Paoa - Kampfkeule der KriegerKampfkeule der Krieger, teilweise auch Repräsentations-Artefakt bei wichtigen Anlässen.

 

12.

"Rongorongo"-Schrifttafeln:

Die Osterinsel-Kultur ist die einzige Kultur in Polynesien, die so etwas wie eine Schrift hervorgebracht hat. Diese Schrift nennt sich Rongorongo und besteht aus bis zu 600 stilisierten Darstellungen von Vögeln, Fischen, Pflanzen oder auch anderen Symbolen und anthropomorphen Wesen. Die Zeichen wurden auf geeigneten Flächen des harten Toromiro-Holzes angebracht. Verschiedene Linguisten haben versucht, die Rongorongo Schrift zu entschlüsseln, doch eine Wortsprache ist es nicht. Alfred Métraux meint, dass es sich bei den Rongorongo-Zeichen um Gedächtnis-Symbole zum Auswendiglernen von religiösen Hymnen handelt. Métraux begründet seine These damit, dass die Rongorongo-Schüler die Schriftzeichen mithilfe des Kai-Kai Fadenspiels zu erlernen hatten und wie bei den Kai-Kai Figuren, jedes Rongorongo-Schriftsymbol ebenfalls mit einem Vers verbunden war.

 

Rongorongo Schrifttafel Mamari
Die Schrifttafeln der Osterinsel.

 

13.

"Moai aringa":

Eine Darstellungsform in der Osterinselkunst, die bei den Wissenschaftlern bisher wenig Beachtung gefunden hat, sind die doppelgesichtigen Darstellungen.
Egal, ob es sich bei den auf der Osterinsel vorgefundenen Artefakten um Holzstatuetten, Würdezeichen, Verzierungen, Petroglyphen, Felsmalereien, Rongorongo-Zeichen, Familiensteinkunst oder gar Moai handelt, überall finden sich Darstellungen mit zwei Gesichtern, bzw. zwei Köpfen. Einige dieser Darstellungen werden "Moai-aringa" genannt, andere haben keine spezielle Bezeichnung. Die einzige Ausnahme, bei denen keine doppelgesichtigen Motive dokumentiert sind, sind die Tattoos. Dies mag aber der Vergänglichkeit des Trägermaterials geschuldet sein.

 

Moai aringa - Abbildungen mit zwei GesichterVergleich: Doppelköpfige bzw. doppelgesichtige Artefakte.

 

Weitere Holzobjekte von der Osterinsel:

Neben den 12 Hauptkategorien in der Osterinsel-Holz-Kunst finden sich weitere Einzel-Artefakte, die keiner Kategorie zugeordnet werden können.

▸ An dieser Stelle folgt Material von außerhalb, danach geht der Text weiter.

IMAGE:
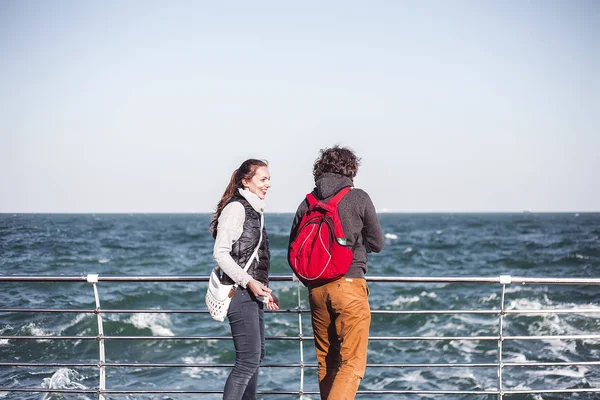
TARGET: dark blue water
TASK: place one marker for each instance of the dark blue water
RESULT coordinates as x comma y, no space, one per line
431,245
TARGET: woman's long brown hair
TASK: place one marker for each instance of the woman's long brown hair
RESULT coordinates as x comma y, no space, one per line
245,171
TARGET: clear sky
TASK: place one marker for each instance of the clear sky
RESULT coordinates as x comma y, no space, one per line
148,106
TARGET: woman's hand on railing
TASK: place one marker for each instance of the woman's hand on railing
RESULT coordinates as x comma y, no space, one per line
258,288
272,302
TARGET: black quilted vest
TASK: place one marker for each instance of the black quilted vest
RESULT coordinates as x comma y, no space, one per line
243,248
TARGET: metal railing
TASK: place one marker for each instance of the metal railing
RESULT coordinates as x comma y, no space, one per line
500,391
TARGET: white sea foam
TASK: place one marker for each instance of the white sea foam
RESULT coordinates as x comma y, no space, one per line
2,330
159,324
63,378
381,384
34,330
405,300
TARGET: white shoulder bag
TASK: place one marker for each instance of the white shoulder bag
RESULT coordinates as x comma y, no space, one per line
218,295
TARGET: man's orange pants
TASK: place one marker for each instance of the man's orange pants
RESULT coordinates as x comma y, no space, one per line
341,317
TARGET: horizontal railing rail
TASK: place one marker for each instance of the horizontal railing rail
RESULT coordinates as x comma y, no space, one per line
101,338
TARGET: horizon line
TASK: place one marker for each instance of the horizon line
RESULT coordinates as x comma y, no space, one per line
293,212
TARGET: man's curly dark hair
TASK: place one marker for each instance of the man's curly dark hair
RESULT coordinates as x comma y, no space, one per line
339,160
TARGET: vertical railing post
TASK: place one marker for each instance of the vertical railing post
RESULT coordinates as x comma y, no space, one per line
504,280
93,279
301,340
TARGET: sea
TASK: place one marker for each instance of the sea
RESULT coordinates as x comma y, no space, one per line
529,244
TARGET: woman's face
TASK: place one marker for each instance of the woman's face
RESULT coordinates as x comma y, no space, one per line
260,182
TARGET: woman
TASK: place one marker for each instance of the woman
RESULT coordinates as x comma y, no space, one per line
236,229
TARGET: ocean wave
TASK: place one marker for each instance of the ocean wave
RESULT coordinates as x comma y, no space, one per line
159,324
200,372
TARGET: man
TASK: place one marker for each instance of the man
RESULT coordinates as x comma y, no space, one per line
340,309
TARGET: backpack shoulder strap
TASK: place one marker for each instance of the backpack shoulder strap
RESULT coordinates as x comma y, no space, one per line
338,196
312,200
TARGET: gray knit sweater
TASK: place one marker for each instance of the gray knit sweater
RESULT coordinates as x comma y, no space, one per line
358,216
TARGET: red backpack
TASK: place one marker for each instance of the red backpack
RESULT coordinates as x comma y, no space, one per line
319,252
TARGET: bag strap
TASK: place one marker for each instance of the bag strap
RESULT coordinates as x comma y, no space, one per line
255,253
333,202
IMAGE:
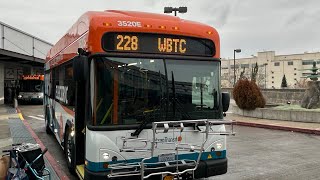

Holzartefakte von der Osterinsel als Einzelstücke

 

Repliken der Osterinsel-Kunst:

Nachdem Alexander Salmon jr. 1878 sein Erbe, die Schaffarm auf der Osterinsel, angetreten hat, ermutig er die dort noch anwesenden rd. 120 Rapanui, ihre alte Schnitzkunst wieder aufzunehmen, um ihre Werke dann an Crew-Mitglieder der vorbei kommende Schiffe zu verkaufen. Hierdurch hat so manche Replik auch den Weg in eines der Museen gefunden.

 

Bücher, die sich mit der Osterinsel-Kunst beschäftigen:

 
Thor Heyerdahl stellt in seinem Buch: "Die Kunst der Osterinsel" auf 400 Seiten und 328 Seiten Bilder der gesamten Holz- und Steinkunst der Osterinsel vor. Heyerdahl nimmt dabei immer wieder Bezug auf die Süd-amerikanische Kunst. Für Heyerdahl-Anhänger sind die Zusatzinformationen sehr wertvoll, für Kritiker von Heyerdahl sind die Peru-Informationen "nervig".   Eric Kjellgren stellt in seinem Buch: "Splendid isolation Art of Easter Island" auf 80 Seiten die Holzkunst der Osterinsel vor. Co-Autoren sind Jo Anne Van Tilburg und Adrienne L. Kaeppler. Abgesehen von den Bildern gibt das Buch keine weiteren Informationen, als die bei Thor Heyerdahl in wesentlich größerem Umfang nachzulesen sind.

 

 
Dederen Francois "Te Pito", stellt in seinem Buch: "Corpus-Rapa Nui" auf 588 Seiten so gut wie alle Holzstatuetten vor, die in Museen und Privatsammlungen zu finden sind. Hierbei gibt D. Francois nicht nur detaillierte Informationen über die einzelnen Statuetten, sondern auch bebilderte Vergleichsinformationen zu den Kopfverzierungen, Ohrformen oder Aufhänge Vorrichtungen.   Dr. Thomas Barthel stellt in seiner "Habilitationsschrift" von 1958 auf 346 Seiten und 17 Kapiteln die Rongorongo Schrift unter unterschiedlichen Betrachtungsweisen vor. Hierbei ordnet Barthel die Zeichen in Kennziffern von 001 bis 799 und bietet nachfolgenden Forschern im wahrsten Sinne des Wortes die Grundlagen zur Entzifferung der Osterinselschrift.